We can do it with any combination of land management tools including cutting, mowing, chipping, spraying, pruning and … burning. Fire itself is a tool because it consumes the very fuel it needs to burn later.
Fuel management is not a huge, mysterious challenge. Our ancestors managed their landscapes very effectively to get the things they needed and reduce risk to their communities and lands.
For thousands of years they maintained a more open, fuel-limited landscape; wildfire behavior was therefore fuel limited. Wildfire today, however, is fuel rich after more than a century of European settlement that limited fire with: 1) introduction of extensive domestic grazing that consumed fuel; 2) concentrated human settlements and infrastructure; and 3) creation of organized fire suppression.
By the 1960s, suppression was highly effective at keeping most fires small, aided by a relatively cool, moist climatic period.
This history is the foundation from which out-of-control wildfires have emerged, in which fire-adapted landscapes now ironically become the victim of large wildfires and burn into our communities. A resistant/resilient landscape developed and sustained for millennia now burns uncharacteristically and destructively.
The interdependent processes of regeneration, growth and mortality activated by fire, and which formed a “memory” on the land, are now being erased.
And our mistakes at small scale have compounded over generations and careers, and across whole landscapes and ownerships.
The solution to changing this new pattern is in addressing the fuels, and understanding the fuels in the context of their topography and climate/weather.
The fuels matrix starts with our homes and communities, including the wildland-urban interface and goes out into the wildlands. Management and businesses will play a role in addressing all of these, as will private citizens and government.
When we see it all as fuel, we can manage that fuel over a significant area to reduce risk, particularly in light of climatic conditions and the realities of resource availability during fire seasons.
All landowners will need to do their parts within their missions to sustain their lands. These include homeowners, neighborhood associations, communities, small woodland owners/families, forest industry, Tribes, states and federal partners. Neighbors often burn or survive as a unit, so we stand or fall together.
The work will include equipment and trucks and noise and inconvenience and everything needed to do the job; it will include both government and business communities incentivizing fire-adapted housing, communities, rangelands and forests.
Some of the work can yield money and sustain industries, but some will cost money (a wise investment in the future). It will include much more prescribed fire and associated smoke on some days, but all this conservation work should be viewed positively, because it reflects future protection from wildfire and fewer weeks of hazardous smoke conditions and inconvenience later. And it might save some communities and some lives.
As the ash settles from this year, we need to acknowledge all the factors that have set up this situation, how it varies from one location to the next, and what different groups and individuals can do (and what needs to be sacrificed) for the common good.

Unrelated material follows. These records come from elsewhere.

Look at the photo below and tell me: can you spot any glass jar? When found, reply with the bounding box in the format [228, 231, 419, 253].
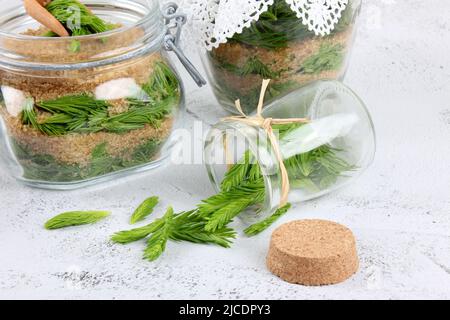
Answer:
[204, 80, 376, 223]
[0, 0, 202, 189]
[202, 0, 361, 113]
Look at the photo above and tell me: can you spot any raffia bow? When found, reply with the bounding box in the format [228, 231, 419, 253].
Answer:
[223, 79, 309, 208]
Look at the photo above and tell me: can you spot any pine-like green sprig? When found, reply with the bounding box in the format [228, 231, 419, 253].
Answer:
[144, 207, 174, 261]
[111, 219, 164, 244]
[45, 0, 113, 36]
[22, 62, 179, 136]
[45, 211, 111, 230]
[130, 197, 159, 224]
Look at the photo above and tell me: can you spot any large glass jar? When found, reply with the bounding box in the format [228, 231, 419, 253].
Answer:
[204, 80, 376, 223]
[202, 0, 361, 113]
[0, 0, 197, 189]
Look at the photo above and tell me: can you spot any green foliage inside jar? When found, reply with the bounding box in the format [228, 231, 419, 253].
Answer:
[0, 0, 182, 183]
[112, 124, 355, 261]
[207, 0, 356, 113]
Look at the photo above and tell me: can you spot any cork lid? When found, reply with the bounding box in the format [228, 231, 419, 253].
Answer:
[267, 220, 359, 286]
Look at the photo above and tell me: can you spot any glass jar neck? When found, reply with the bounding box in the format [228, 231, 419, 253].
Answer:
[0, 0, 167, 71]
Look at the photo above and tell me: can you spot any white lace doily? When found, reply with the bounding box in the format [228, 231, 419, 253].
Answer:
[183, 0, 348, 50]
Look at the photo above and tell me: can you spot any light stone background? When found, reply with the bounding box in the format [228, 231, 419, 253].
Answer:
[0, 0, 450, 299]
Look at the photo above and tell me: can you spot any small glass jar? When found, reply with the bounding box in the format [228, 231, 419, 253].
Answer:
[202, 0, 361, 113]
[204, 80, 376, 223]
[0, 0, 202, 189]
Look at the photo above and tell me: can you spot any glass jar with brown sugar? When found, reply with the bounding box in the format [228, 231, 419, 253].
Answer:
[0, 0, 201, 189]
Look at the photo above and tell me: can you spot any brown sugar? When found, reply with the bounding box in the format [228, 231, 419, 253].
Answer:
[267, 220, 359, 286]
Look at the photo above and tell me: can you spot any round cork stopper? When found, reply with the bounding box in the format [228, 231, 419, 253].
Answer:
[267, 220, 359, 286]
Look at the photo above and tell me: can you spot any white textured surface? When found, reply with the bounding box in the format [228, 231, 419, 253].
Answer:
[0, 0, 450, 299]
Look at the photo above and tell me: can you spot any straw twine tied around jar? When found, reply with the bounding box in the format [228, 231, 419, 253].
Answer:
[223, 79, 309, 208]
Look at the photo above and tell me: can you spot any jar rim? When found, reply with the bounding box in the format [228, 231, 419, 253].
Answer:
[0, 0, 167, 71]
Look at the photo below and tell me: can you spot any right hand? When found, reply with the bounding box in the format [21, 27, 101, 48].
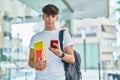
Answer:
[34, 60, 46, 69]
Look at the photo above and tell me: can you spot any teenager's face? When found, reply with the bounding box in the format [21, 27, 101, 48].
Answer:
[43, 14, 58, 27]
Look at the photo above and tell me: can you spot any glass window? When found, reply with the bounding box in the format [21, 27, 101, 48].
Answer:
[0, 25, 2, 32]
[91, 26, 97, 33]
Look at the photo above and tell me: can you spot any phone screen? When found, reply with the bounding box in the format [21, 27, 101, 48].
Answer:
[50, 40, 58, 48]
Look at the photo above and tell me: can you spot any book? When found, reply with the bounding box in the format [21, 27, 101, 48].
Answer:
[34, 41, 45, 70]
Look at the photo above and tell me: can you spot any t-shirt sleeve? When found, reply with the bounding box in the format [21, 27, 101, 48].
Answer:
[29, 36, 34, 48]
[63, 31, 73, 48]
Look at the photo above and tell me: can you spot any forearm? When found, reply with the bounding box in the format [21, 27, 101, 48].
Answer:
[28, 60, 35, 68]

In the end, we are exiting an era when wildfire was thought to be a distant, improbable and singular destructive event that could be stopped. In reality, and becoming more probable every year, wildfire is a commonly recurring natural phenomenon (both good and bad, both creative and destructive, both a tool and a disturbance) with which we must somehow coexist.
Fortunately, we have some excellent tools to both address and reduce our risk.
John Bailey is professor of silviculture and fire management at Oregon State University.